Here, we show daily clozapine dose was positively associated with ANC, with clozapine pharmacokinetics (indexed by clozapine and norclozapine plasma levels) accounting for a third of the total effect. Our analysis of multiple pharmacokinetic and pharmacogenomic variables supports and expands on the results from past research, which for decades has suggested an opposing relationship between ANC and plasma clozapine and norclozapine levels. We build on this to show that these effects exist in a sample in which about a third of the individuals were taking clozapine for over a year, commonly considered to be at a lower risk of immune-related ADRs.

The pharmacokinetic analysis was supplemented by genetic covariates, notably a CYP1A2 activity score inferred from pharmacogenomic star alleles.
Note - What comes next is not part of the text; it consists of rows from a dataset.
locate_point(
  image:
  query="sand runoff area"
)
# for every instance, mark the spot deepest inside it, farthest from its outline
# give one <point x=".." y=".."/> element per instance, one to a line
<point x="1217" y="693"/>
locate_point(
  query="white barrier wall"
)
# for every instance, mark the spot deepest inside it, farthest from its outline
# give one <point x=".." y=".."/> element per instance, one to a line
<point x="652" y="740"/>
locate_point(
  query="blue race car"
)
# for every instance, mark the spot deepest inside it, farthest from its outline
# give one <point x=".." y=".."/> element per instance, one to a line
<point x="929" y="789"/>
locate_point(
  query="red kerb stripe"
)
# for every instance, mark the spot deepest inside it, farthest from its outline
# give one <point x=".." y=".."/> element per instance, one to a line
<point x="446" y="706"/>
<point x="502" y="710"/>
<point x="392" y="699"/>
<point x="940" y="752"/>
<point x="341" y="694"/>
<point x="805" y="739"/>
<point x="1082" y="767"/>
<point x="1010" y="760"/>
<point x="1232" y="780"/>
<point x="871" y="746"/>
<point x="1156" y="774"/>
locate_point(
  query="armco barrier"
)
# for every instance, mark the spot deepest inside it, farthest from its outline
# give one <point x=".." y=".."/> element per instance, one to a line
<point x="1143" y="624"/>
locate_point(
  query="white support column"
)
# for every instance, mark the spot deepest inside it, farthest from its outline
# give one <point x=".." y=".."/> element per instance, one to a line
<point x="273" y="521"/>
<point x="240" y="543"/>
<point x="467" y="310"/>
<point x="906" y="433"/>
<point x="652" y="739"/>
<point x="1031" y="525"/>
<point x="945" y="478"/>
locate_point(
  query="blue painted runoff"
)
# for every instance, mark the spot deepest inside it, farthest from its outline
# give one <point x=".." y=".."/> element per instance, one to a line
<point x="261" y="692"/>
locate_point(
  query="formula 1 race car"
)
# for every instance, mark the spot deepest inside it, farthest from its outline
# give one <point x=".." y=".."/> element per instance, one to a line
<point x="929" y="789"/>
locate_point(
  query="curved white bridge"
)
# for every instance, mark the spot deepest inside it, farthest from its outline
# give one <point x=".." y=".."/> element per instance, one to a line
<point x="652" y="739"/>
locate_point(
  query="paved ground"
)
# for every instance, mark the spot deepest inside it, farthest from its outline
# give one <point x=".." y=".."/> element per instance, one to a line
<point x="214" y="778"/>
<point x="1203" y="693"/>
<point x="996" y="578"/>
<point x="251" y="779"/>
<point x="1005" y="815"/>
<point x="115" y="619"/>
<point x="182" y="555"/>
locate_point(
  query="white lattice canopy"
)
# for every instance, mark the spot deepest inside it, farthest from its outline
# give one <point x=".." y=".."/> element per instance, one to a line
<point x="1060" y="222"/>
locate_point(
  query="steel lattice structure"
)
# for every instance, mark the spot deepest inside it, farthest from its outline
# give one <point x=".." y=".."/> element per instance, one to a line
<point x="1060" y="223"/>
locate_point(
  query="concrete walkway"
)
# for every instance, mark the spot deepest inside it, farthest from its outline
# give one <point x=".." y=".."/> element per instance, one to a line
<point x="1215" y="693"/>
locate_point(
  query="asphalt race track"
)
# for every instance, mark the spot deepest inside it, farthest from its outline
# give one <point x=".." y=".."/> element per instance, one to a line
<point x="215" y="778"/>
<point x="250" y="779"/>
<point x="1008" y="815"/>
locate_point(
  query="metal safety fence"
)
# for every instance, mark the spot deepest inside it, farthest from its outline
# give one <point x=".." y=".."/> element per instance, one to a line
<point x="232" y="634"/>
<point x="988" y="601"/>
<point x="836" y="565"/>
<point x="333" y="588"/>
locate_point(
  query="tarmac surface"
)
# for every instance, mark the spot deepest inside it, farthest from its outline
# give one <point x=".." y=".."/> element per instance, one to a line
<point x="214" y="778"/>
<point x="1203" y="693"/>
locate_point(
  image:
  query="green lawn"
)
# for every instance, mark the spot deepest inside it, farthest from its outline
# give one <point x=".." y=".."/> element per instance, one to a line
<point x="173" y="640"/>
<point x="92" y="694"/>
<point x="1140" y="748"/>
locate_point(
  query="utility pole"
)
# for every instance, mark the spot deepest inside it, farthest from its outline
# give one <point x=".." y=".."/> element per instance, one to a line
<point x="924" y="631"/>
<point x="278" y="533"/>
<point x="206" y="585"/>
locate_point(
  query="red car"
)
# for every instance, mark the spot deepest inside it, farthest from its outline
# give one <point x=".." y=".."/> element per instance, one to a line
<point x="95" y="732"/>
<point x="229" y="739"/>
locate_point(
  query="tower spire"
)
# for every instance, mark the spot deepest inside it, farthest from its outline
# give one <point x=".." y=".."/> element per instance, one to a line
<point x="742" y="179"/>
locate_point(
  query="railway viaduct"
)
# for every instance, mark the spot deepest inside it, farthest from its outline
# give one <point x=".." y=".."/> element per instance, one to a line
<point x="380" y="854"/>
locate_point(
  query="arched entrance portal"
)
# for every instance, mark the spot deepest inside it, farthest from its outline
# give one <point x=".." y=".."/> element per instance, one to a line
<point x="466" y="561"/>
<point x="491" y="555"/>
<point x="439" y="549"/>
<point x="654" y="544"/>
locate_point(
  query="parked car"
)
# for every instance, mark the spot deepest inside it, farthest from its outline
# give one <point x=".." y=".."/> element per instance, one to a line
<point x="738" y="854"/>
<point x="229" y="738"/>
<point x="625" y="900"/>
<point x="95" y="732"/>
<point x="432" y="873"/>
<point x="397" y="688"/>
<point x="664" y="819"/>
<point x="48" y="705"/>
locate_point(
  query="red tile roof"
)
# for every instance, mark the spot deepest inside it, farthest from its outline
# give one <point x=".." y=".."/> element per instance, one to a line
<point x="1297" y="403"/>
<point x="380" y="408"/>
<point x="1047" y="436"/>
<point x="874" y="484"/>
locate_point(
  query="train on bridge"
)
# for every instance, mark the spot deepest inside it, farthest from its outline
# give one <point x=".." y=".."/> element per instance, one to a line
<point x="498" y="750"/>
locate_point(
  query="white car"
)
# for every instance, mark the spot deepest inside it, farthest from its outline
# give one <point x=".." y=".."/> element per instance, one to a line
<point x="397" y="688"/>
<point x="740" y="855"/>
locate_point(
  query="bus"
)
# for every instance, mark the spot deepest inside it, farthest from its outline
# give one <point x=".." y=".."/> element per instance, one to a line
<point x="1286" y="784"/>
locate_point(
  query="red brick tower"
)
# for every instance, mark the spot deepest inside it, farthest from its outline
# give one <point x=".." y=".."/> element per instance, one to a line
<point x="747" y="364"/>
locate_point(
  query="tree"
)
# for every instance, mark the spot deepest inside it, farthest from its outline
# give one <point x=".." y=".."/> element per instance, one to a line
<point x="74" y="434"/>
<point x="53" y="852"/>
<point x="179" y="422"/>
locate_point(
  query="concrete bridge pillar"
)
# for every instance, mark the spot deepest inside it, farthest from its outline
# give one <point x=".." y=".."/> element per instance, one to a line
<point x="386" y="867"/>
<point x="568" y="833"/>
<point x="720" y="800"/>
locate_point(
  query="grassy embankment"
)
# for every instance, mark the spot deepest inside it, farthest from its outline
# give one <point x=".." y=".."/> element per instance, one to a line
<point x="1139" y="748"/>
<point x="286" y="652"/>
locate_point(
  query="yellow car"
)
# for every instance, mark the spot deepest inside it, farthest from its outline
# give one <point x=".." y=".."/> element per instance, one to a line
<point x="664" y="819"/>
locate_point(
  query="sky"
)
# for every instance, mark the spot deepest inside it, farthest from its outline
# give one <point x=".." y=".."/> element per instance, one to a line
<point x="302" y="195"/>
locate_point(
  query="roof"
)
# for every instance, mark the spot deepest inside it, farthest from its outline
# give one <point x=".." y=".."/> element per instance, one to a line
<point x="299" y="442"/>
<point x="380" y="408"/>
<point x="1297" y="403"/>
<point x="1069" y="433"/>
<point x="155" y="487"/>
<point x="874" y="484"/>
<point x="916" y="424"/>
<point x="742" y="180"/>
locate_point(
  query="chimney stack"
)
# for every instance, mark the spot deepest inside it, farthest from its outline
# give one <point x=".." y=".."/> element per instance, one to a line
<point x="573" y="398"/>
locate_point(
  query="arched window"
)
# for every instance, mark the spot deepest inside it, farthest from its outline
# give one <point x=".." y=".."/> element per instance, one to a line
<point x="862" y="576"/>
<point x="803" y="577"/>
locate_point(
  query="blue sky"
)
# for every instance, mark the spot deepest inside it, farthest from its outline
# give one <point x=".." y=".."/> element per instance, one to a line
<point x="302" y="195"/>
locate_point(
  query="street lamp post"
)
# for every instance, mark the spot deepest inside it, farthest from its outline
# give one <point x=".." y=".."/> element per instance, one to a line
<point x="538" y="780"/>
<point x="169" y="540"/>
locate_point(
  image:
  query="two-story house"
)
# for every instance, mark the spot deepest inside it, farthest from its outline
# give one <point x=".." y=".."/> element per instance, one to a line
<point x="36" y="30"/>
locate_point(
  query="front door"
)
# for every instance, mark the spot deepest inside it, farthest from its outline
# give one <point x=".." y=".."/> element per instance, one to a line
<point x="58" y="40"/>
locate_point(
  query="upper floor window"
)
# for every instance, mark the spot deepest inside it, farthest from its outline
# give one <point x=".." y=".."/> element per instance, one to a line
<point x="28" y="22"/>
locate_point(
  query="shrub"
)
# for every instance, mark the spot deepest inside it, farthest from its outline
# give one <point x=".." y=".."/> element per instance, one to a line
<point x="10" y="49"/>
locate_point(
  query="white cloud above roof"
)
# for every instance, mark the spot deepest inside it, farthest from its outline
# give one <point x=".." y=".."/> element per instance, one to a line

CYP1A2 activity was positively associated with ANC; however, no associations were seen between neutrophil counts with pharmacogenomic SNPs previously associated with clozapine metabolism. Additional work in larger, more genetically diverse samples is required to clarify the role of pharmacogenomic variation in clozapine metabolism, and its capacity to influence neutrophil levels in clozapine users. In all, this work advances our understanding of the impacts of clozapine use on neutrophil counts, which in the future may help to improve access to clozapine via the development of targeted interventions and personalised drug monitoring schedules based on individual risk factors.